Die Berufung ist nach § 153 Abs 2 Sozialgerichtsgesetz (SGG) aus den Gründen des angefochtenen Urteils als unbegründet zurückzuweisen.

Ergänzend ist auszuführen, dass die vom Berichterstatter vorgenommene weitere Sachaufklärung keine Anhaltspunkte erbracht hat, mit denen das Begehren des Klägers zu begründen wäre. Insbesondere aus den Gutachten des Nervenarztes Prof. Dr.L. und des Orthopäden Prof. Dr.S. lässt sich erkennen, dass die MdE aufgrund der Verletzungsfolgen 20 vH nicht erreicht. Hinzuzufügen ist, dass sich ein Aggravationsverhalten des Klägers nicht ausschließen lässt.

Prof. Dr.L. bestätigt im Wesentlichen die Ausführungen in den Gutachten von Prof. Dr.G. vom 05.01.1998 und Dr.K. vom 13.07.2004. Danach liegen keine durch den Arbeitsunfall verursachten relevanten Gesundheitsstörungen vor, insbesondere lassen sich Störungen der peripheren und zentralen Nervenbahnen zum linken Arm durch elektrophysiologische Untersuchungen mit Sicherheit ausschließen. Die vom Kläger demonstrierte Minderbewegung der linken Hand steht in Diskrepanz zu den objektivierbaren Symptomen. Darauf weisen alle neurologischen Untersucher und Begutachter hin. Auffällig ist vor allem, dass sich bei der Inspektion der Hand keine Athrophien, keine trophischen Veränderungen finden, die für eine gestörte vegetative Innervation ursächlich sind. Bei der Umfangmessung der Unterarm- und Oberarmmuskulatur ergeben sich auch keine relevanten Differenzen, dasselbe gilt bei Durchführung der Magnetstimulation. Das bei den Vorgutachten diskutierte Karpaltunnelsyndrom kann bei normen distalen Latenzen ausgeschlossen werden.

Prof. Dr.S. hat Beschwerden im Bereich des linken Handgelenkes nicht ausgeschlossen, vor allem aufgrund des Längenmissverhältnisses zwischen Elle und Speiche. Dies hat auch bereits Prof. Dr.L. in seinem Gutachten vom 29.08.2002 bestätigt. Bei der geringfügigen Überlänge der Ulna sind daher die Beschwerden im Bereich des Handgelenkes als unfallbedingt anzusehen.
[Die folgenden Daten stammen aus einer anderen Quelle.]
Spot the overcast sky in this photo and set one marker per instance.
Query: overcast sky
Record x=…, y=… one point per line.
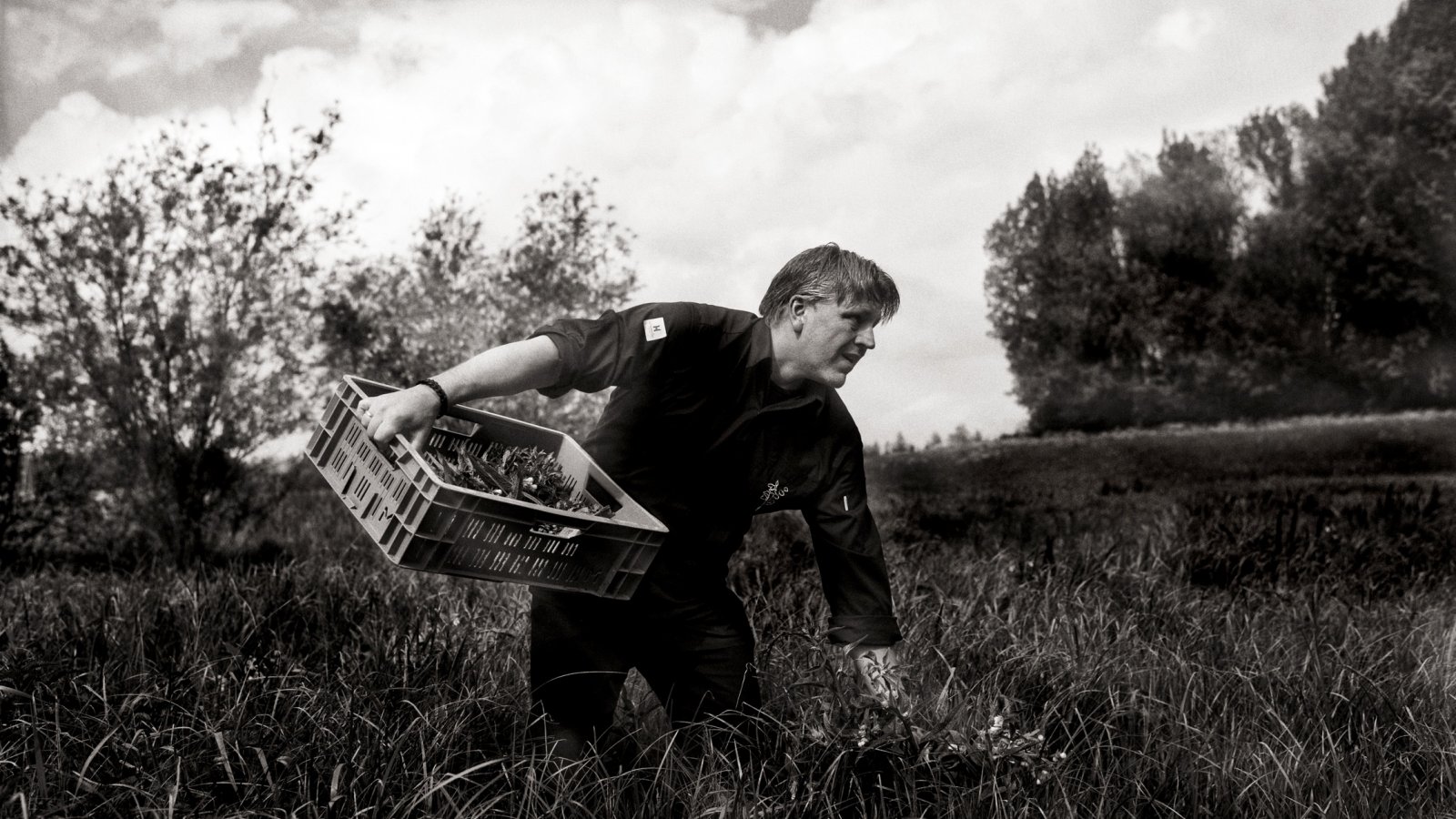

Eine rentenberechtigende MdE ist aber nicht gerechtfertigt. Es bestehen erhebliche Diskrepanzen zwischen subjektiv geschilderter Beschwerdesymptomatik und demonstrierter Funktion der linken Hand sowie den objektiven klinischen Untersuchungsbefunden. So zeigt sich für das linke Handgelenk kein Reizzustand. Die passive Beweglichkeit war nur in einem funktionell unbedeutenden Umfang eingeschränkt. Auch ließen sich radiologisch keine eindeutigen Zeichen einer progredienten posttraumatischen Arthrose nachweisen. Beim Schütteln beider Hände bei der Überprüfung des Faustschlusses wurde keine Schmerzhaftigkeit angegeben. Eine MdE lässt sich daher höchstens in Höhe von 10 vH feststellen. Dies steht in Übereinstimmung mit den Gutachten des Prof. Dr.L ... Prof. Dr.S. hat noch ausgeführt, dass er dem Gutachten des Dr.H. vom 26.03.2004 nicht folgen könne. Dieser hatte vor allem die Schmerzhaftigkeit in den Vordergrund gestellt. In dessen Gutachten fanden sich jedoch erhebliche Diskrepanzen zwischen subjektiver Beschwerdeschilderung, aktiv demonstrierter Funktionalität sowie objektiv fassbaren Befunden, die von Dr.H. nur unzureichend berücksichtigt worden sind.

Zusammenfassend lässt sich feststellen, dass aufgrund der Folgen des Arbeitsunfalles vom 05.10.1995 eine höhere MdE als 10 vH nicht vertretbar ist. Die Berufung ist daher als unbegründet zurückzuweisen. Der Berichterstatter konnte im Einverständnis mit den Beteiligten an Stelle des gesamten Senats entscheiden (§ 155 Abs 3, 4 SGG).

Die Kostenentscheidung beruht auf § 193 SGG.

Gründe für die Zulassung der Revision liegen nicht vor.